A judge presiding over a libel case in Uyo, capital of Akwa Ibom State has jailed for one month the lawyer representing the defendant and detained a journalist covering the proceedings.
On July 27, 2022, Justice Ekaete Obot ordered the jailing for one month of Inibehe Effiong, the defense lawyer in the case of libel brought by Akwa Ibom State governor Udom Emmanuel. The Governor filed the suit after Leo Ekpenyong, who is also a lawyer, alleged that he bought an election dispute judgement from the National Assembly Election Tribunal.
Defense counsel Effiong had angered the Justice Obot by raising objection to her expulsion of Saviour Imukudo, a reporter from THE PREMIUM TIMES and the deployment of heavily-armed police men in the courtroom.
The journalist was detained for about five hours, first, in an office within the judiciary complex before being transferred to a nearby police station, where he was made to write a statement. His phone was seized and the recordings deleted before the gadget was returned to him upon his release.
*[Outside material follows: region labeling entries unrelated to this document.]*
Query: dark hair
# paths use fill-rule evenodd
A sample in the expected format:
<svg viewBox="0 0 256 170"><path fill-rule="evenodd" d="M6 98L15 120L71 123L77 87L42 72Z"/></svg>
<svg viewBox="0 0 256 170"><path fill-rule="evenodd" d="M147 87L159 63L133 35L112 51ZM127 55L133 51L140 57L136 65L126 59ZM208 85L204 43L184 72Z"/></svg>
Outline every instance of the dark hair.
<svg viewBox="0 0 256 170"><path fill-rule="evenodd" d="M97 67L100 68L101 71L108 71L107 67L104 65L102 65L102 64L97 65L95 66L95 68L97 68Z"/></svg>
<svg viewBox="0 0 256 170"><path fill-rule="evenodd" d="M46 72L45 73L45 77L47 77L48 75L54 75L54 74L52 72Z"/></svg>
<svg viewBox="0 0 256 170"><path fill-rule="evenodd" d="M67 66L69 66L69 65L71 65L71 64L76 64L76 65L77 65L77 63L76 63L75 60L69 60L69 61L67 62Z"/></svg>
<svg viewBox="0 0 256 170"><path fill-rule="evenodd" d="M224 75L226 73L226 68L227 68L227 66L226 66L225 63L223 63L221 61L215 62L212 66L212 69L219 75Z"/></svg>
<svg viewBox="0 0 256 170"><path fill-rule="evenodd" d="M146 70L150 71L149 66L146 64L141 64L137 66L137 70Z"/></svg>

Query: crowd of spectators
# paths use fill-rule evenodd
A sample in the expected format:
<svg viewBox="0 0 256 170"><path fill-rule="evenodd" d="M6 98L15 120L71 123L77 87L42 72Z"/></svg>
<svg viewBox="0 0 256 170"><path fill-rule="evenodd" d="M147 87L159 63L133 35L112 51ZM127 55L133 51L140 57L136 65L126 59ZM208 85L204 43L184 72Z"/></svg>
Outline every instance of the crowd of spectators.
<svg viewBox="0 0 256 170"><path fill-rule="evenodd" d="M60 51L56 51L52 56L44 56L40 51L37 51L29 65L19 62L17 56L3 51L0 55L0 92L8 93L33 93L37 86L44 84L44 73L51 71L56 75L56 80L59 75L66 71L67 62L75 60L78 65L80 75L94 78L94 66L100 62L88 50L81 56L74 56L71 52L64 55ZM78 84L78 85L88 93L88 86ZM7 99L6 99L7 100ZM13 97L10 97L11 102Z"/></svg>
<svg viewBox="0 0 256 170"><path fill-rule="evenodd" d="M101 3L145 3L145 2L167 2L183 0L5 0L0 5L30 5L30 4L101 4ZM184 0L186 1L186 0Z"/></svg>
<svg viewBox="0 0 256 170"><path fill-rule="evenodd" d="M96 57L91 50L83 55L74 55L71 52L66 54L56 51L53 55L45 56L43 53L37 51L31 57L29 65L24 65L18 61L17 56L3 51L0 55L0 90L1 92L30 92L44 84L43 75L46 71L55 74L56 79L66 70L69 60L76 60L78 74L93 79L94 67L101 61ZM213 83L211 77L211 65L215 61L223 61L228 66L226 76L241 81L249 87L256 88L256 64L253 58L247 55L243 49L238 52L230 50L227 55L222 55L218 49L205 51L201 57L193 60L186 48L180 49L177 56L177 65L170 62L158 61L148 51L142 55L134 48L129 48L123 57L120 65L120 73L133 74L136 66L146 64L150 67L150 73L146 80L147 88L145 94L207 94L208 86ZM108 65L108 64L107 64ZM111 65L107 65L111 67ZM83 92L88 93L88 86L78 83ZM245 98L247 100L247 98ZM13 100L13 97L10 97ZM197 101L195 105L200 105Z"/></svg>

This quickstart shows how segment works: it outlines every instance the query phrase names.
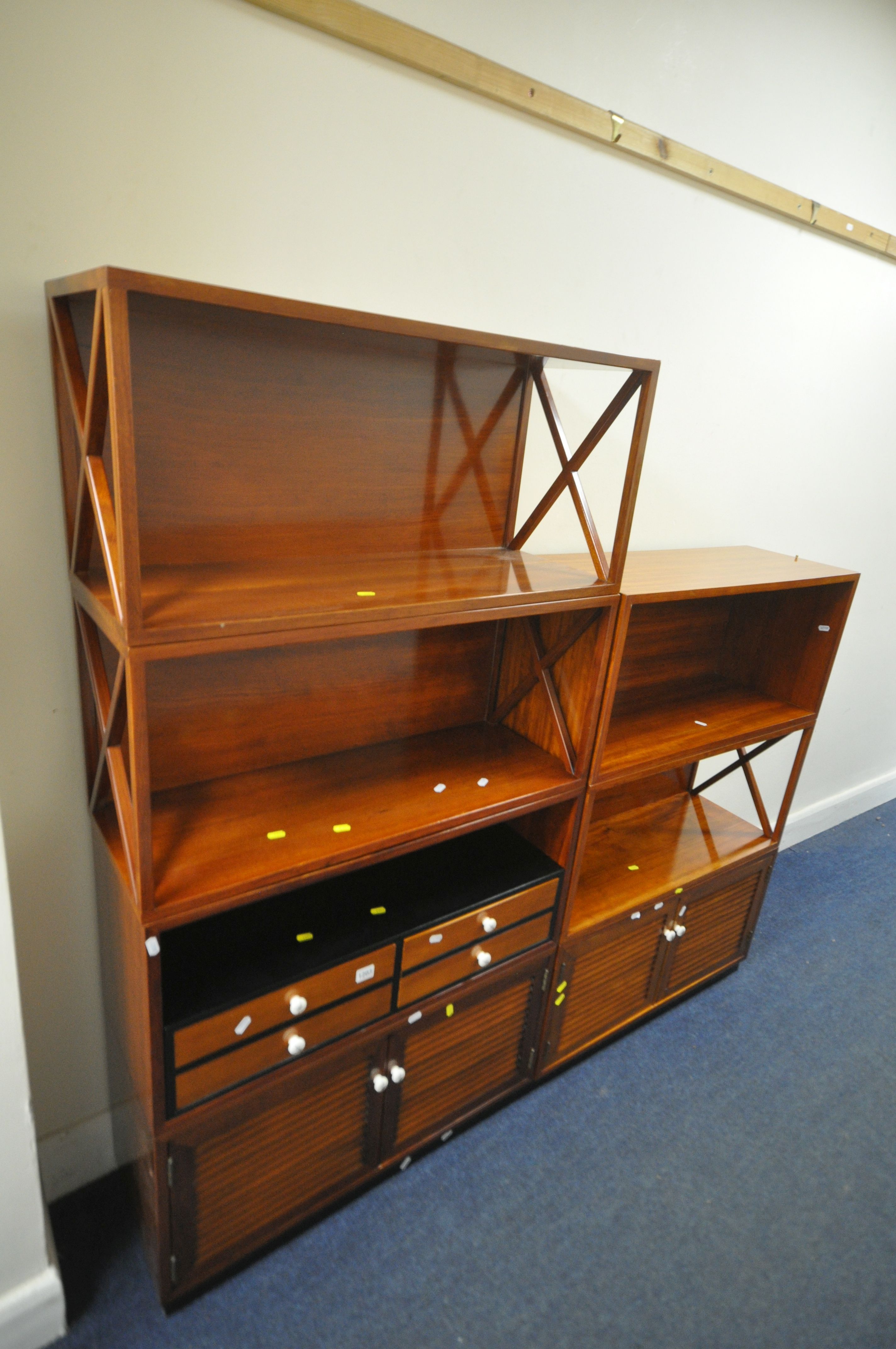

“The Chief Judge of Akwa Ibom ordered a Premium Times reporter to leave the court. I said my lord, we were thinking that since the proceeding is public, that members of the public should be allowed to observe the proceeding,” The lawyer tweeted.
Effiong then applied to the Court to send out the security officers saying he felt extremely unsafe and uncomfortable.
“The moment My Lord entered the Courtroom, His Lordship ordered the orderly attached to the court to go out and bring the armed policemen inside the courtroom. I started feeling that there was going to be trouble. After the Premium Times reporter was sent out, I raised the issue,” Effiong added in his Tweet.
In committing Effiong to prison, Justice Obot said she hoped that the lawyer would use the correctional facility to purge himself of insolence and dishonorable acts.
Relations between the defense lawyer and Justice Obot, who is also the Chief justice of the state, have been frosty, ever since the latter managed to get the court to set aside the judge’s earlier judgement awarding damages of 1.5 billion Naira (about 3 million dollars) to the plaintiff. Arguing that his client was not given a fair hearing, the Effiong got the decision quashed. The lawyer has since repeatedly contended that the judge is liable to be biased and has even filed a motion asking her to recuse herself from the case.
Judge Obot’s spat with Effiong is the third in the course of her handling of the case. In a previous incident, she lashed out at the lawyer “You’re not on Channels TV. Don’t stand before me and talk nonsense,” she roared in a reprimand that raised a storm about her professionalism.
During another session on July 1, 2022, the judge at some point, shouted at the lawyer, “Please shut up! Who do you think you’re talking to?”
Meanwhile, the Nigerian Bar Association (NBA) has condemned the jailing of Inibehe Effiong and vowed to get the lawyer released “shortly.”
“While not going into the merits of this particular matter yet, suffice it to say that the NBA is strongly opposed to, and will continue to resist all attempts to intimidate, threaten or harass our members while properly carrying out their professional responsibilities,” reads a statement released on July 28, and signed by the chairman of the Uyo Branch of the NBA Olumide Akpata.
The Media Foundation for West Africa (MFWA) finds the jailing of lawyer Effiong quite disturbing, especially because he was defending another person’s right to freedom of expression and a journalist’s right to report on court proceedings unhindered. We condemn the apparently vindictive imprisonment of Effiomg and call on the authorities in Nigeria to ensure the immediate release of the lawyer as well as the transfer of the case to another judge.
Meanwhile, the judge has explained to an Assistant Managing Editor of THE PREMIUM TIMES, Cletus Ukpong, that she ordered the expulsion of Saviour Imukudo because the reporter was recording the court proceedings without her permission.
Justice Obot in previous proceedings had ordered court officials to temporarily seize phones from reporters in the middle of proceedings to prevent any recordings.
“Protocols for covering court proceedings must be spelt out clearly by the presiding judge or authorised court officials at the onset. Without any such prior notice, it should be assumed that journalists can record court proceedings, as they are public events. We therefore, deplore the detention and harassment of journalist Imukudo and urge the court authorities to ensure such arbitrary exercise of judicial power to undermine press freedom and the right to information is not repeated,” said Muheeb Saeed, head of Press Freedom at the Media Foundation for West Africa (MFWA).